Oberhausen: The Place Where Film and Politics Meet

in 68th International Short Film Festival Oberhausen

by Lamia Fathy

The International Short Film Festival Oberhausen has always been a political festival. Right from the very beginning when the organisers announed the death of old films, it wasn’t only a message to German directors, but also to all filmmakers around the world to liberate their work, and to encourage them to experiment and go further in pushing the boundaries.

After two years of virtual editions due to the pandemic, Oberhausen took place as a physical event in again, with audiences and filmmakers watching films on the big screen. Despite Corona restrictions in Germany many guests were able to come, either to show films or to watch them. At the entrance to the festival’s main cinema Kino Lichtburg there was a collage of banners from political parties almost overshadowing the festival’s banners themselves. This was because the festival coincided with the state elections in NRW (North Rhine-Westphalia). However, inside the cinema it was not so different.

It did not come as a surprise that the opening of the festival began with a small protest against cutting more than 5000 trees in the city to build a new highway, which gave students the opportunity to openly criticise the environmental policies of the state in front of Oberhausen’s mayor. Afterwards Gypsies in Duisburg (Zigeuner in Duisburg, 1980), a film about the Sinti minority by the veteran German director Rainer Komers opened the festival in the presence of two sisters from the young generation of the Sinti family who appeared in the film. The screening was followed by the two women saying a few touching words about the situation of this minority still struggling to fit into German society.

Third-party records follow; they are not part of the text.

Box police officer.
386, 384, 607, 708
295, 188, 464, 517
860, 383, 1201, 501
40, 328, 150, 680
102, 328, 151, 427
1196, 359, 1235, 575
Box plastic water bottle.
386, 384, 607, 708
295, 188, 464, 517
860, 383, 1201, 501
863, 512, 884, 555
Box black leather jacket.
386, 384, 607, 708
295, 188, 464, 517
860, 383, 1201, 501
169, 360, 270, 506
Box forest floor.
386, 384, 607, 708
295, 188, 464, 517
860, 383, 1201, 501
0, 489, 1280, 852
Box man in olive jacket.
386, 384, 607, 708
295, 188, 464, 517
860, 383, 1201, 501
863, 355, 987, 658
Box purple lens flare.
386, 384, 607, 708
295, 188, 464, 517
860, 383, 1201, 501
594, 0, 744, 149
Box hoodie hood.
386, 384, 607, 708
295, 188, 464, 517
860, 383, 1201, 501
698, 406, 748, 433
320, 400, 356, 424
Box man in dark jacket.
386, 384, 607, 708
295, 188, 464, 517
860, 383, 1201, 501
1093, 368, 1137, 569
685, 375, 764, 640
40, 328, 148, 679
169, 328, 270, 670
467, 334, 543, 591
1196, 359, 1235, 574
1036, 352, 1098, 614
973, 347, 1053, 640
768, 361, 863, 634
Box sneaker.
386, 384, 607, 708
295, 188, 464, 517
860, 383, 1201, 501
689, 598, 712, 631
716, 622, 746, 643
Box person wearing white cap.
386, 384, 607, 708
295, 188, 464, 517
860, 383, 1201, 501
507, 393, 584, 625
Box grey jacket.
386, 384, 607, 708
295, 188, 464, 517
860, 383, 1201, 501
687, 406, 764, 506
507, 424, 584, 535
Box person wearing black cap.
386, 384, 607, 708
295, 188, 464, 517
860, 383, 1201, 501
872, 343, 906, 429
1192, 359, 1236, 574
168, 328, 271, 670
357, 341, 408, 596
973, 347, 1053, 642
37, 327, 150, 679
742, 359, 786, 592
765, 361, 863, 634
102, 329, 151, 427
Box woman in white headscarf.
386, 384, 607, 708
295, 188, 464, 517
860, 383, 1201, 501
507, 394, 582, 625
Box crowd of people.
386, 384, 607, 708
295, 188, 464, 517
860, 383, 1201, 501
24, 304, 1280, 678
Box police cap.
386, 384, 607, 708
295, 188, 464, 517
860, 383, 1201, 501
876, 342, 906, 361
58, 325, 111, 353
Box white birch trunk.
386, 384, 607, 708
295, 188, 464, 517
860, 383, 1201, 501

A number of political themes were also present in the international competition, from Latin America to Africa and the Middle East. One of these films was Colony Collapse Disorder (Hafra’at Hitmotetut Hamoshava, 2021) by the Israeli director Amos Holzman. It’s a tough and realistic satire about men who try to escape the compulsory military service by conning doctors with lies about having been stung by an unknown insect, which apparently is a common trick to get three days off. In his graduate short film Panta Rhei (HaKol Zorem, 2010) Holzman had started his promising realistic style with sarcasm to draw attention to the life of youth in Israel, and to address the dilemma of needing to apply to the military and wishing not to be accepted. He himself is against compulsory military service which is openly visible in his shorts. However, Holzman decided in his new film to go beyond politics. The film starts at the forest when two individuals with sharp facial features are getting close to a bee colony in order to interrupt them. Despite the political background this film is more about feelings. Whether they are two boys or girls doesn’t matter in this case. The question is how to escape the tough reality for a moment, to exercise the right to live in a conservative society. Between the bees’ noise in the soundtrack that refers to the nightmare of the military service and the two lovers who are shyly trying to flirt with each other in public lies the truth of a new generation that refuses to waste their lives with weapons and wars in order to spend it with their loved ones instead.

The closing ceremony wasn’t so much different from the opening. On one hand, some politically inspired films won various awards, such as the Lebanese short film Odorless Blue Flowers Awake Prematurely (2021) by Panos Aprahamian which criticises the future of Lebanon in the midst of a severe economic crisis. Another short documentary that received two special mentions from two different juries is The Stopover (L’escale, 2022) by Paul Shemisi from Belgium and Nizar Saleh from Congo who were stopped at the airport in Angola on their way to Frankfurt because the police suspected that they were traveling illegally.

On the other hand, another spontaneous protest began as Spanish director and activist Esther Vital got a special mention for her short animation film Searching Heleny (Cadê Heleny, 2022) about a Brazilian professor who was arrested and tortured and then disappeared in the 1970s under the dictatorship in Brazil. After receiving the award, she spoke out against the current Brazilian president Jair Bolsonaro, which was welcomed and echoed by Latin American members in the audience.

A yearning towards freedom and peace was the common theme of this festival edition: freedom to create short films the way the festival has advocated for 68 years, or freedom of thought and expression, especially in countries where a basic right like this cannot be taken for granted. Such a yearning has succeeded in surpassing national and international conflicts, political ideology, religious background, sexual orientation and more. It has shown, both on screen and off, the spirit that the founders of this festival were dreaming of. One can only look forward to next year’s edition of the festival with excitement and a yearning towards more.